AN: I'm back in town! Sorry about the long absence... and the short post. I need to use this mini-chapter to expunge some of the Bones-ennui that I've suffered since the 100th episode. Hopefully I'll be able to get back in the happy romance frame of mind soon. : )
Chapter 4: The Habit of Small Rescues
She shields her face from the harsh angles of September sun as her eyes follow Parker's helter-skelter path across the park. The boy's surprised yelp echoes across the expanse of grass as his father swoops him up high into the air. Their antics coax a smile to her face, though it sits on her lips uncertainly, as if it's a gesture that's foreign to her features.
She watches Parker sprint away and propel himself, hands planted into the ground, in an uncontrolled cartwheel and her heart lurches forward in fear. He lands safely, of course, overlarge feet bounding away like a growing puppy as Booth chases him. He is safe; it was only a split-second that he was careening through the air, upside-down, and yet oddly, she feels the sensation of falling as if it had been her.
When was the last time she did a cartwheel? Obviously, there must have been a last time, as she was quite acrobatic as a girl. But she can't remember, can't picture the last time that she'd run like Parker, slapped her hands splay-fingered against the ground and whipped her legs over herself. How odd. To know that there was a last cartwheel, but not to have known it at the time. How would it have felt, in that moment, if she could have known it would be the last time she ever did such a thing?
She idly ponders the idea of doing one right now, but dismisses it almost immediately as foolish.
She shifts awkwardly on the park bench instead, cradling her wrist protectively against herself. On fall days like this, when the barometric pressure begins to drop, sometimes it twinges along the break that she received in New Orleans. It makes her cringe to remember the sensation of the severed bones dueling jaggedly beneath her skin. And though she knows—she knows better than most—that a healed bone is actually stronger along the fault than it was originally, she finds herself wincing sometimes with a pain that is more mental than physical. She has switched her expensive set of cooking pots to a different type with a small tab opposite the handle just so that she doesn't have to lift a heavy pot full of water in one hand, and she has switched her karate class to yoga.
She stares down at her wrist now.
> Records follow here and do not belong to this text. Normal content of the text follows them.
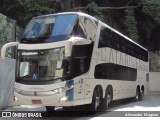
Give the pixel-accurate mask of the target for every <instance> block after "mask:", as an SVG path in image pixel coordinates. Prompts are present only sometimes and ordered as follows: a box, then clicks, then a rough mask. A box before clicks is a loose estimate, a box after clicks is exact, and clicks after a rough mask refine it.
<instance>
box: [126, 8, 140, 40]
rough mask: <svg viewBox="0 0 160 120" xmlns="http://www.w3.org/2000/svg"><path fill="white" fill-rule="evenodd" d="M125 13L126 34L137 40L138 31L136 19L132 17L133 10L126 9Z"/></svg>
mask: <svg viewBox="0 0 160 120" xmlns="http://www.w3.org/2000/svg"><path fill="white" fill-rule="evenodd" d="M125 13H126V16H125V21H124V24H125V26H126V27H127V31H128V35H129V37H130V38H131V39H132V40H134V41H136V42H137V40H138V31H137V21H136V19H135V17H134V10H133V9H127V10H126V11H125Z"/></svg>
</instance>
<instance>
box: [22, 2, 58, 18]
mask: <svg viewBox="0 0 160 120" xmlns="http://www.w3.org/2000/svg"><path fill="white" fill-rule="evenodd" d="M21 4H22V5H23V7H24V9H25V13H26V16H25V18H26V19H27V18H32V17H34V16H39V15H42V14H49V13H52V12H55V9H54V5H55V4H56V1H55V0H47V1H46V0H43V1H42V0H21Z"/></svg>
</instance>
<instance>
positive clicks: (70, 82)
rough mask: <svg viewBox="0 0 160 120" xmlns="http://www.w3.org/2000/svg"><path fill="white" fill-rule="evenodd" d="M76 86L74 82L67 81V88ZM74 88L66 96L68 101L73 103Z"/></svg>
mask: <svg viewBox="0 0 160 120" xmlns="http://www.w3.org/2000/svg"><path fill="white" fill-rule="evenodd" d="M73 84H74V81H73V80H68V81H66V87H68V86H72V85H73ZM73 95H74V88H72V89H69V90H66V96H67V97H68V99H67V101H73Z"/></svg>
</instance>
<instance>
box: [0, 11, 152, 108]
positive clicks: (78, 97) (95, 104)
mask: <svg viewBox="0 0 160 120" xmlns="http://www.w3.org/2000/svg"><path fill="white" fill-rule="evenodd" d="M13 44H14V45H15V43H13ZM17 45H18V51H17V56H16V60H17V62H16V78H15V85H14V96H15V97H14V99H15V103H16V104H17V105H39V104H41V105H44V106H46V109H47V110H48V111H50V110H54V108H55V107H56V106H61V107H67V106H79V105H87V106H88V108H89V109H90V110H91V111H97V110H98V109H99V108H101V107H103V108H107V107H108V104H109V103H110V102H111V101H114V100H119V99H124V98H131V97H133V98H134V99H135V100H136V101H138V100H142V98H143V95H144V94H145V90H146V80H147V79H148V75H149V74H148V72H149V65H148V52H147V50H146V49H145V48H143V47H142V46H140V45H138V44H137V43H135V42H133V41H132V40H131V39H129V38H128V37H126V36H124V35H123V34H121V33H119V32H118V31H116V30H114V29H113V28H111V27H110V26H108V25H106V24H104V23H103V22H101V21H100V20H98V19H96V18H94V17H92V16H90V15H87V14H84V13H79V12H66V13H59V14H50V15H44V16H39V17H35V18H33V19H32V20H31V21H30V22H29V24H28V25H27V27H26V29H25V31H24V34H23V36H22V38H21V40H20V42H19V43H17ZM6 46H7V45H6ZM9 46H12V43H10V45H9ZM2 51H4V50H2ZM2 54H4V53H3V52H2Z"/></svg>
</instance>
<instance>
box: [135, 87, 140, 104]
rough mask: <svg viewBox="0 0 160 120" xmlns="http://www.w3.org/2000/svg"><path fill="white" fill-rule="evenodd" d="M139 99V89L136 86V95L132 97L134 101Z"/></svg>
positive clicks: (136, 101) (138, 100)
mask: <svg viewBox="0 0 160 120" xmlns="http://www.w3.org/2000/svg"><path fill="white" fill-rule="evenodd" d="M139 100H140V91H139V89H138V88H137V89H136V96H135V97H134V101H135V102H138V101H139Z"/></svg>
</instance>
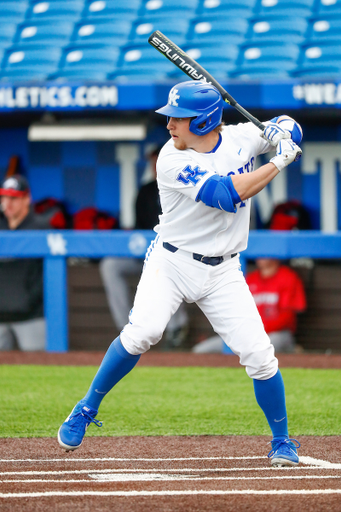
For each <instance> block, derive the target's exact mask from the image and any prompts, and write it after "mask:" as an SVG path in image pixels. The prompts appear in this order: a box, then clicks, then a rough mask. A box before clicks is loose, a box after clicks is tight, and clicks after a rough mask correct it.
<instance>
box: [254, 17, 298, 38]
mask: <svg viewBox="0 0 341 512" xmlns="http://www.w3.org/2000/svg"><path fill="white" fill-rule="evenodd" d="M307 27H308V21H307V20H306V19H305V18H298V17H292V16H287V17H283V16H281V17H279V18H274V17H269V18H267V17H263V16H260V17H258V18H256V19H254V20H252V22H251V23H250V28H249V31H248V33H247V38H248V41H249V42H250V44H255V45H262V44H269V43H272V42H283V43H288V42H290V43H293V44H301V43H303V41H304V39H305V33H306V31H307Z"/></svg>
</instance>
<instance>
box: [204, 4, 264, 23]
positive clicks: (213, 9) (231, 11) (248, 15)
mask: <svg viewBox="0 0 341 512" xmlns="http://www.w3.org/2000/svg"><path fill="white" fill-rule="evenodd" d="M255 4H256V0H203V1H202V2H201V4H200V7H199V9H198V13H199V15H200V16H205V17H215V18H217V19H220V20H222V19H225V20H227V19H228V17H229V16H236V17H237V16H238V17H243V18H249V17H250V16H251V15H252V13H253V9H254V6H255Z"/></svg>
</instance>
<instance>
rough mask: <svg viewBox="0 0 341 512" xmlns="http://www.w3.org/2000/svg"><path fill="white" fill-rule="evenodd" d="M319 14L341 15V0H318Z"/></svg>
mask: <svg viewBox="0 0 341 512" xmlns="http://www.w3.org/2000/svg"><path fill="white" fill-rule="evenodd" d="M316 15H317V16H328V17H329V16H335V15H336V16H340V15H341V0H317V6H316Z"/></svg>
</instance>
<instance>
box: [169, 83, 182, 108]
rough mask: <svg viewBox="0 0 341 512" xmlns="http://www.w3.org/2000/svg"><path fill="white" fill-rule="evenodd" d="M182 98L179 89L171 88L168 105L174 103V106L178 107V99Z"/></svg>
mask: <svg viewBox="0 0 341 512" xmlns="http://www.w3.org/2000/svg"><path fill="white" fill-rule="evenodd" d="M179 98H180V94H178V89H175V88H174V87H173V89H171V91H170V93H169V97H168V105H173V107H178V102H177V100H178V99H179Z"/></svg>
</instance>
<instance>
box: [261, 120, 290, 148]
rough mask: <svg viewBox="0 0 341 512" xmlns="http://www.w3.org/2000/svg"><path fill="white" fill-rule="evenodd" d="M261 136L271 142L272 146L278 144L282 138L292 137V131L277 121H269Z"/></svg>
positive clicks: (264, 138)
mask: <svg viewBox="0 0 341 512" xmlns="http://www.w3.org/2000/svg"><path fill="white" fill-rule="evenodd" d="M260 136H261V137H262V138H263V139H265V140H267V141H268V142H270V144H271V145H272V146H277V144H278V143H279V141H280V140H283V139H291V133H290V132H289V131H287V130H283V128H281V127H280V126H279V125H278V124H277V123H268V124H267V125H266V127H265V130H264V131H263V132H262V133H260Z"/></svg>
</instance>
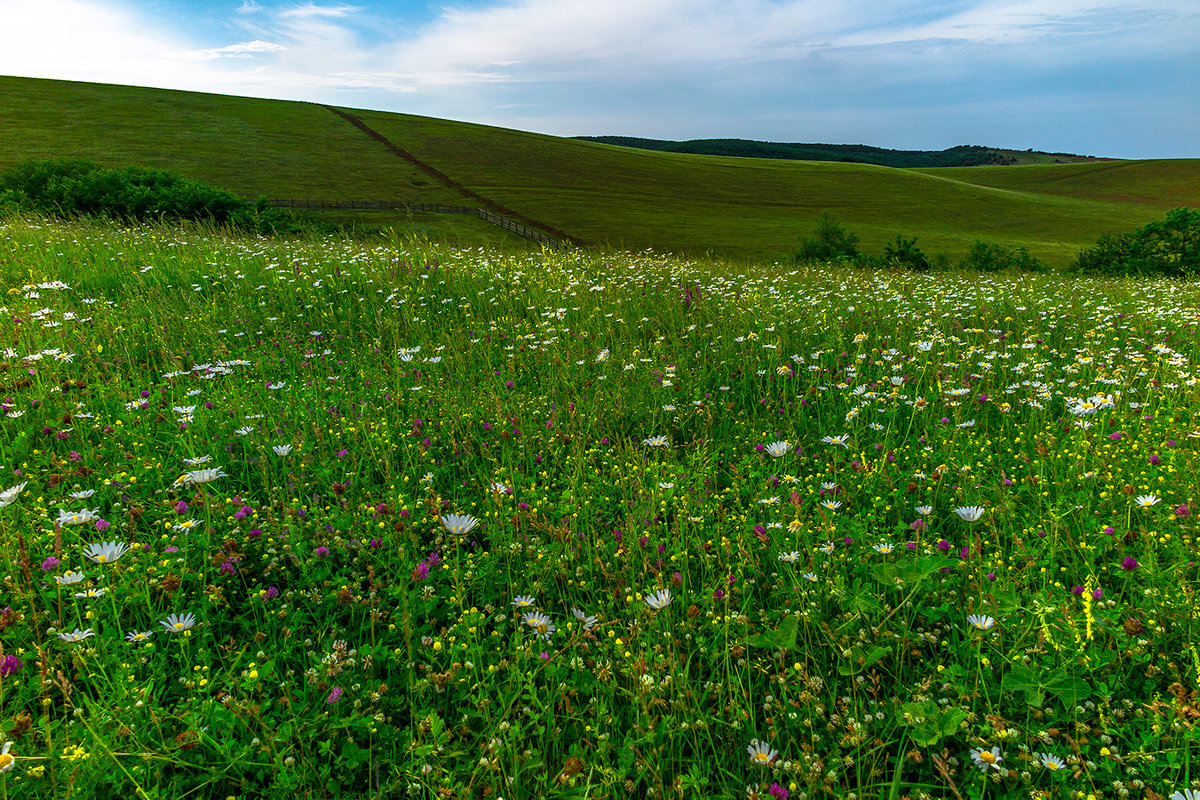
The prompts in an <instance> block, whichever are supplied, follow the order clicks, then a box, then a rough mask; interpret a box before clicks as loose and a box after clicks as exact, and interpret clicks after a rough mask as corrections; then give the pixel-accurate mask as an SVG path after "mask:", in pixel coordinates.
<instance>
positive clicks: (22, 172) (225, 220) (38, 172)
mask: <svg viewBox="0 0 1200 800" xmlns="http://www.w3.org/2000/svg"><path fill="white" fill-rule="evenodd" d="M13 204H14V205H17V206H18V207H22V209H26V210H30V211H37V212H42V213H52V215H58V216H67V217H71V216H80V215H83V216H106V217H115V218H119V219H130V221H138V222H145V221H162V219H191V221H196V222H212V223H216V224H228V225H232V227H235V228H240V229H244V230H251V231H254V233H264V234H268V233H269V234H276V233H299V231H300V230H301V229H304V227H305V225H304V223H302V222H301V221H300V219H299V218H296V217H295V216H294V215H292V213H288V212H284V211H280V210H277V209H272V207H270V206H269V205H268V204H266V201H265V200H259V201H258V203H257V204H252V203H250V201H247V200H244V199H241V198H239V197H236V196H234V194H230V193H229V192H226V191H223V190H218V188H215V187H211V186H208V185H205V184H200V182H198V181H193V180H190V179H186V178H184V176H182V175H179V174H175V173H170V172H167V170H160V169H143V168H140V167H125V168H120V169H110V168H106V167H101V166H100V164H96V163H94V162H90V161H83V160H58V161H23V162H18V163H17V164H13V166H12V167H10V168H8V169H6V170H5V172H4V173H0V206H4V205H13Z"/></svg>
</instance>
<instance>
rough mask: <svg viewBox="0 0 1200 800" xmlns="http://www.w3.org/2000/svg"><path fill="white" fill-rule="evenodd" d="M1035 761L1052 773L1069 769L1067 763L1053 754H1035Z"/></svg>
mask: <svg viewBox="0 0 1200 800" xmlns="http://www.w3.org/2000/svg"><path fill="white" fill-rule="evenodd" d="M1033 760H1036V762H1038V763H1040V764H1042V766H1044V768H1046V769H1048V770H1050V771H1051V772H1057V771H1058V770H1061V769H1067V762H1064V760H1062V759H1061V758H1058V757H1057V756H1054V754H1051V753H1033Z"/></svg>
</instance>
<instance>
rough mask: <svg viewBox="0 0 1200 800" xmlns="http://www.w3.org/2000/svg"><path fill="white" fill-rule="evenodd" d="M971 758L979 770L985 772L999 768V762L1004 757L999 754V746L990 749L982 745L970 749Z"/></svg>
mask: <svg viewBox="0 0 1200 800" xmlns="http://www.w3.org/2000/svg"><path fill="white" fill-rule="evenodd" d="M971 760H973V762H974V763H976V766H978V768H979V771H982V772H986V771H988V770H997V771H998V770H1000V763H1001V762H1002V760H1004V757H1003V756H1001V754H1000V747H992V748H991V750H990V751H989V750H984V748H983V747H977V748H976V750H972V751H971Z"/></svg>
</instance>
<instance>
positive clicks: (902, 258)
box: [883, 234, 932, 272]
mask: <svg viewBox="0 0 1200 800" xmlns="http://www.w3.org/2000/svg"><path fill="white" fill-rule="evenodd" d="M883 260H884V261H886V263H888V264H890V265H894V266H902V267H905V269H908V270H917V271H920V272H924V271H926V270H929V269H930V267H931V266H932V264H930V261H929V257H928V255H925V253H924V252H923V251H922V249H920V248H919V247H917V237H916V236H913V237H912V239H905V237H904V236H901V235H900V234H896V240H895V241H894V242H893V243H890V245H884V246H883Z"/></svg>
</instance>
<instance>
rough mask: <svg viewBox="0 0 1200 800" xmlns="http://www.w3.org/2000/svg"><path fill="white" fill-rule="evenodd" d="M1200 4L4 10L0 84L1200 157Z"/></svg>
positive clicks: (599, 4)
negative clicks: (212, 96) (99, 87)
mask: <svg viewBox="0 0 1200 800" xmlns="http://www.w3.org/2000/svg"><path fill="white" fill-rule="evenodd" d="M1196 42H1200V2H1198V0H443V1H440V2H427V1H424V0H412V1H392V2H383V1H362V2H346V4H342V2H326V1H323V0H313V1H306V2H278V1H276V0H214V1H209V2H202V1H196V0H191V1H188V0H0V74H10V76H29V77H40V78H64V79H72V80H95V82H104V83H121V84H136V85H145V86H162V88H170V89H191V90H198V91H211V92H221V94H232V95H247V96H254V97H276V98H286V100H308V101H318V102H325V103H336V104H341V106H350V107H358V108H376V109H384V110H394V112H404V113H412V114H426V115H431V116H443V118H449V119H456V120H467V121H473V122H485V124H491V125H500V126H505V127H514V128H520V130H526V131H538V132H542V133H553V134H560V136H574V134H625V136H643V137H655V138H667V139H691V138H709V137H740V138H749V139H767V140H774V142H827V143H844V144H859V143H860V144H871V145H877V146H884V148H906V149H941V148H947V146H953V145H956V144H984V145H992V146H1001V148H1015V149H1026V148H1033V149H1036V150H1049V151H1063V152H1076V154H1084V155H1097V156H1117V157H1127V158H1156V157H1168V158H1170V157H1200V46H1198V44H1196Z"/></svg>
So slender, so suddenly weak-looking. But she can't blame her reticence solely on injuries past. Her fear, her urge towards self-protection, dwells more on injuries that could that could find her in the future.
She isn't a young woman anymore. She doesn't do cartwheels. And it seems that this reality has slipped up behind her like an unnoticed shadow. So sneaky. She remembers a time when she didn't ponder—didn't analyze—something simple like a cartwheel. But now, staring blankly at the cropped grass before her, that presence behind her whispers not worth the risk—you could get hurt.
This, she recognizes, is the voice of age, though not necessarily wisdom. She feels brittle, like the thin-membraned maple leaves crunching under her boot heels. Fragile. Has she always felt like this?
And what are the other last times that she's already had without knowing? Last cotton candy? Last dream of flying? Last first kiss? How can a woman know when she's experiencing her last anything? And what is worse—to know or not to know?
She forces herself to steady, ignoring the tightness of anxiety clenching around her ribs like a corset. She is a scientist, and she knows that aging is a part of life, inescapable except by death. And given those two alternatives, she realizes, she should be thankful to be sitting here in the autumn sunshine feeling melancholy like a worried old lady. She should be thankful for a lot of things, but instead she only feels the inexorable pull of time.
Even to the point that she's starting to become irritated by her own company.
"Bones," Booth pants, jogging over to her, his timing so serendipitous that it feels surreal. He is so solid-looking in his sweatshirt and jeans, and he smells like grass stains and laundry detergent and sun. "Shake it off—get out here! We can't play monkey-in-the-middle with only two people!"
"I..." she hesitates, glancing at Parker, who is standing with his hands on his hips in a credible impression of his father's most cranky posture. "I didn't plan to... I'm wearing heels, and..."
Without a word, Booth drops to his knees in front of her, large hands grasping her ankles firmly as he unzips the side of one boot, then the other.
"Booth!" she chastises him halfheartedly. The cool air feels quite nice actually, as he slips his hands with arrogant presumption under her pant legs to roll her socks down and off, stuffing them triumphantly into the discarded boots. The gesture is both quaint and surprisingly intimate.
"Problem solved, Bones," he whispers cheekily, throwing her a devious glance before standing up again and holding his hand to her expectantly.
It's a challenge not to smile openly at her partner when she stands with him, feeling the crinkle of cool grass beneath her toes, tickling and reassuringly alive. She is coy, and doesn't want him to see the full meaning of his gesture. It's just an invitation to play a game with him and his son, but it feels like an invitation to rejoin the world.
It feels like his infuriating, daily, absolutely blessed habit of rescuing her from herself.